I was thinking of raising my calories on training days. 330 Carbs, 220 Protein, 60 Fat which is about 2750 Cals.
On my off days drop it to 100 Carbs, 220 Protein, 60 Fat which is 1800 Cals.
Average daily in the week would then be about 2200 calories.
Do you think it would be detrimental taking in that low amount of carbs on my off days when my body is trying to recover?
I like going heavy when I train, 10 reps max on the first set, 6-8 second set, 4-6 third set. With forced reps on all sets.
My fat loss has stalled. I’m losing sleep now from improper nutrition and being so absolutely sick of my body. My weights are falling because of improper rest and nutrition and generally I just feel like a bag of trash. I want something I can do to lose the fat. I’m naturally endomorphic and know Carbs dont agree with me the same way they do my mesomorphic brother, but I need to figure out a plan to get to my goal in September.
I also would like some input on night binging. Any ideas on curbing those cravings? Caffeine pills? Cinnamon? Gum?

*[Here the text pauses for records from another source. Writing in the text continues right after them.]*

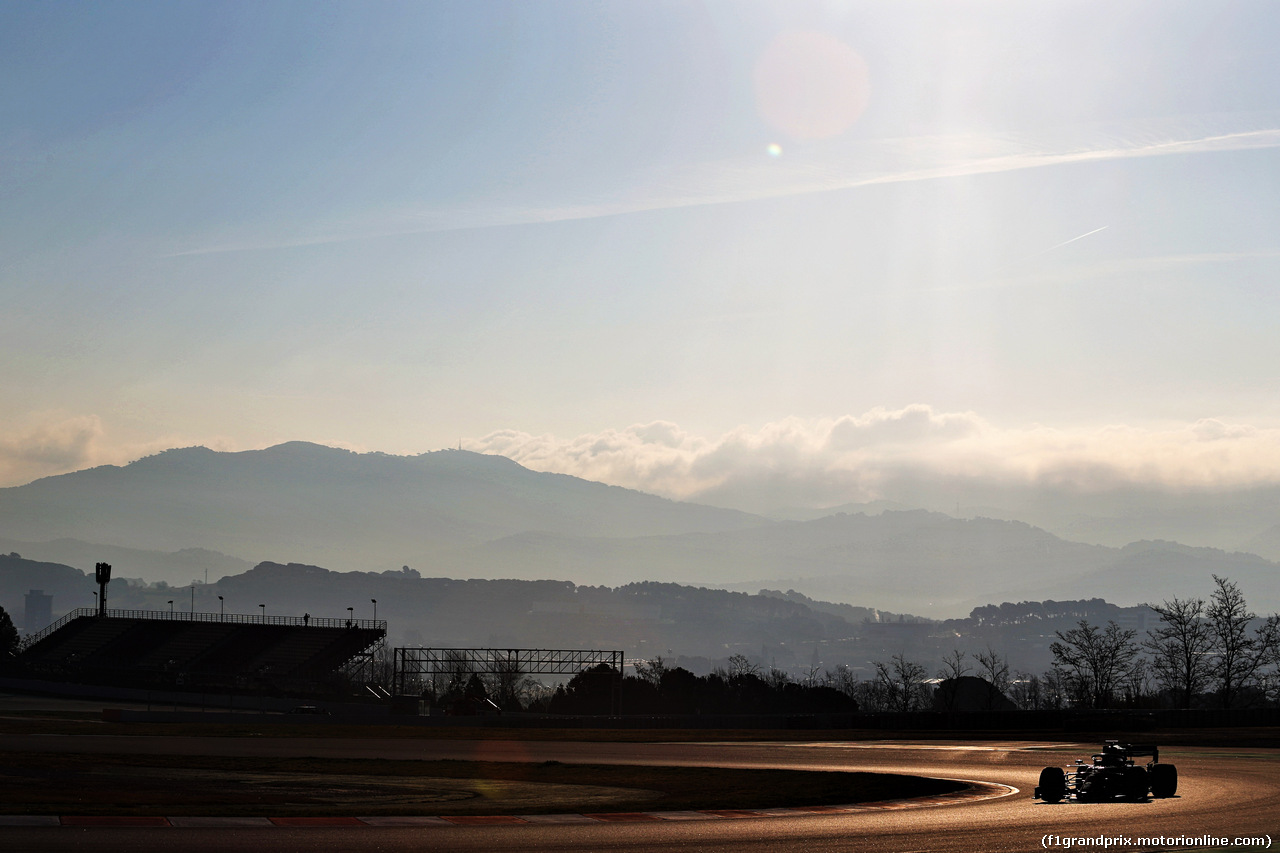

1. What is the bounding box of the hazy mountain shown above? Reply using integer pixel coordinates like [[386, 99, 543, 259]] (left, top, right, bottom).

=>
[[0, 443, 1280, 617], [442, 510, 1280, 619], [0, 538, 253, 587], [0, 442, 768, 575]]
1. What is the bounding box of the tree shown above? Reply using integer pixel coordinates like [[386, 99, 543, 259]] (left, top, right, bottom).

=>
[[728, 654, 760, 679], [1050, 619, 1139, 708], [635, 654, 668, 688], [938, 648, 973, 711], [0, 607, 18, 665], [1206, 575, 1280, 708], [1143, 598, 1213, 708], [974, 646, 1009, 711], [876, 654, 928, 711]]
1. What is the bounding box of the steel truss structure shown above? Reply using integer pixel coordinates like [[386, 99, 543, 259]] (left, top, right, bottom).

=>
[[392, 647, 622, 713]]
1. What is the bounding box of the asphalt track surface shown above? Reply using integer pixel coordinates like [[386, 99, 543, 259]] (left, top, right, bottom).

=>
[[0, 735, 1280, 853]]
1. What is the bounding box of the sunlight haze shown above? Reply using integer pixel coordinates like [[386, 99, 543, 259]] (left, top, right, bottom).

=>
[[0, 0, 1280, 514]]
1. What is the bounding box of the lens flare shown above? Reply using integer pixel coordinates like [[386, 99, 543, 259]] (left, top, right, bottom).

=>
[[754, 29, 870, 140]]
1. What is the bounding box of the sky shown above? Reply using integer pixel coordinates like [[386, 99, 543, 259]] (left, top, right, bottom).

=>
[[0, 0, 1280, 508]]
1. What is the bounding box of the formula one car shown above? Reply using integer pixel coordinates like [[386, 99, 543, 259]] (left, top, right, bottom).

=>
[[1034, 740, 1178, 803]]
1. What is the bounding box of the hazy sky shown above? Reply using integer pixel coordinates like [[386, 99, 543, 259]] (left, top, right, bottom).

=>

When I calculate my BMR I get all kinds of calculations, anywhere from 2200-2700, thats before I deduct for a 500 cal deficit. This has to be one of the least organized pieces of writing I have ever completed, so please bare with me, but I have a ton of things going on upstairs right now, and trying to get them all out before I forget something. Any input is greatly appreciated.